As a motivational speaker, I’m often asked how one can overcome the obstacles that keep them from becoming the person they want to be.  One path to overcoming obstacles is to understand what motivates and inspires you.  Then, using that self-knowledge, set up the right conditions that will keep you moving toward your goals.  

For instance, if you’re trying to loose weight, but you also know that you eat when you’re bored, conquer your boredom and you’ll be a step closer to achieving your weight loss goal.  When the snack reflex kicks in, change the subject.  Take a walk.  Read a book.  Journal.  Take the dog to the park.  Go to the movies.  Call or visit friends.  

Research says it takes 21 days to effectively change behavior, so when cravings arise, for 3 weeks, try filling that space with an activity that takes your mind off of the craving.  

Some people are motivated by fulfilling the expectation of others.  That’s why workout buddies are so effective.  If you know someone expects you to meet them, you’re more likely to show up.  Another advantage:  the conversation between you and your partner can lessen the monotony of working out while feeding your appetite for social connection. 
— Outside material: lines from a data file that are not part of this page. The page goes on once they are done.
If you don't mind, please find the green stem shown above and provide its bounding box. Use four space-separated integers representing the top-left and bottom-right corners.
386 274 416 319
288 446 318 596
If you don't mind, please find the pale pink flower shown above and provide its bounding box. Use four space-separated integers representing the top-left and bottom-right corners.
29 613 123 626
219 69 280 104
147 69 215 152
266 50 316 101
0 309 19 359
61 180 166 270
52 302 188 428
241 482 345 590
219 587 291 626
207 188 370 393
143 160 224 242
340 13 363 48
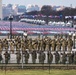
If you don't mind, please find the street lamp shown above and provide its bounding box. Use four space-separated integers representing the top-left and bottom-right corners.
21 31 27 69
73 32 76 49
9 15 13 39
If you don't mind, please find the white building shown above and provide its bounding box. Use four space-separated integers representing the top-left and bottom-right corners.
26 4 40 12
0 0 2 19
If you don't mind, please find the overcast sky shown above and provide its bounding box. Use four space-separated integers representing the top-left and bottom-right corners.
3 0 76 7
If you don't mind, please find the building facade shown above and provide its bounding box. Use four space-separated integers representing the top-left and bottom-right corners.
0 0 2 19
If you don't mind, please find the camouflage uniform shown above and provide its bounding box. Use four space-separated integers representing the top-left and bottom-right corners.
0 39 3 52
45 37 51 51
33 39 38 50
68 37 73 52
61 38 67 51
54 51 60 64
3 39 9 51
10 40 15 53
56 38 61 51
38 51 45 64
16 51 21 64
32 50 37 64
47 51 53 64
24 51 29 64
51 39 56 51
21 39 26 52
28 38 33 51
67 53 72 64
74 52 76 64
0 54 2 63
4 51 10 64
38 38 41 51
61 52 67 64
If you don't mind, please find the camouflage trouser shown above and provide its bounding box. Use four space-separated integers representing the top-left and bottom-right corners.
5 59 8 64
56 46 61 51
17 59 20 64
52 46 56 51
25 59 28 64
68 46 72 52
32 59 36 64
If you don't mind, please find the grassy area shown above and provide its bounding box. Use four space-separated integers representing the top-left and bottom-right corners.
0 70 76 75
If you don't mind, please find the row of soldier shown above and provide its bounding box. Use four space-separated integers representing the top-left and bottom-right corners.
0 50 76 64
0 36 73 53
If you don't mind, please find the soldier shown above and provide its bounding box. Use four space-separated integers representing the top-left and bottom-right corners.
16 51 21 64
45 37 51 51
67 53 72 64
74 52 76 64
61 52 67 64
3 39 9 51
0 39 3 52
38 37 41 51
4 51 10 64
47 51 53 64
51 39 56 51
54 51 60 64
0 53 2 63
24 51 29 64
21 38 26 53
26 38 33 51
67 36 73 52
56 38 61 51
71 52 74 64
10 39 14 53
38 51 45 64
31 50 37 64
41 38 46 51
61 38 67 51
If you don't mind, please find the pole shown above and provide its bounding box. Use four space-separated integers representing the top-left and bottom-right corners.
22 51 23 69
73 36 75 49
48 50 50 74
10 21 12 39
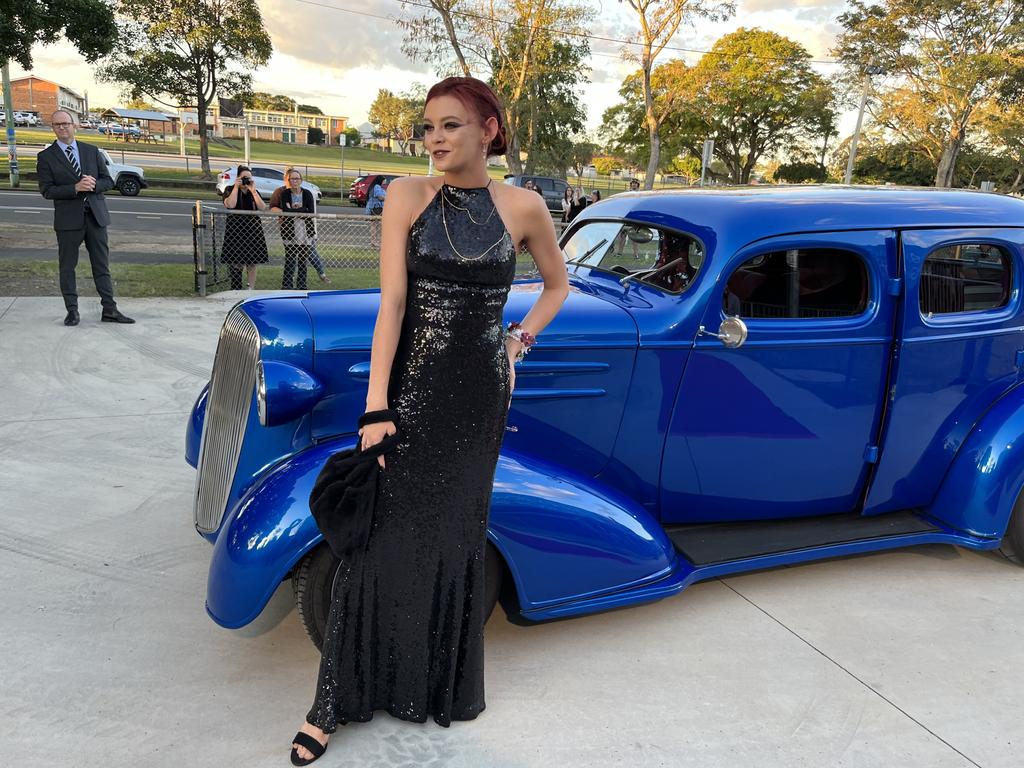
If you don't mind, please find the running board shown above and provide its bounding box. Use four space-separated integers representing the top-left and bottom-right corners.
665 511 940 566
In my role as a coach, I provide the same kind of accountability when it comes to my client’s effectiveness on the job.  I’ve heard my clients say, time and time again, that they’re motivated to take action because they know that during our next session I’m going to ask them about whatever commitment they made.   It may be because they don’t want to let me down or look bad.  Whatever the reason, it is a proven spark for igniting progress.

So, understand your unique motivations.  What do you know for sure will get you moving, or make you finally map out that new work process?  What has done so in the past?  Tap into the power of the unique things that motivate you and, before long, you’ll see the progress for which you yearn.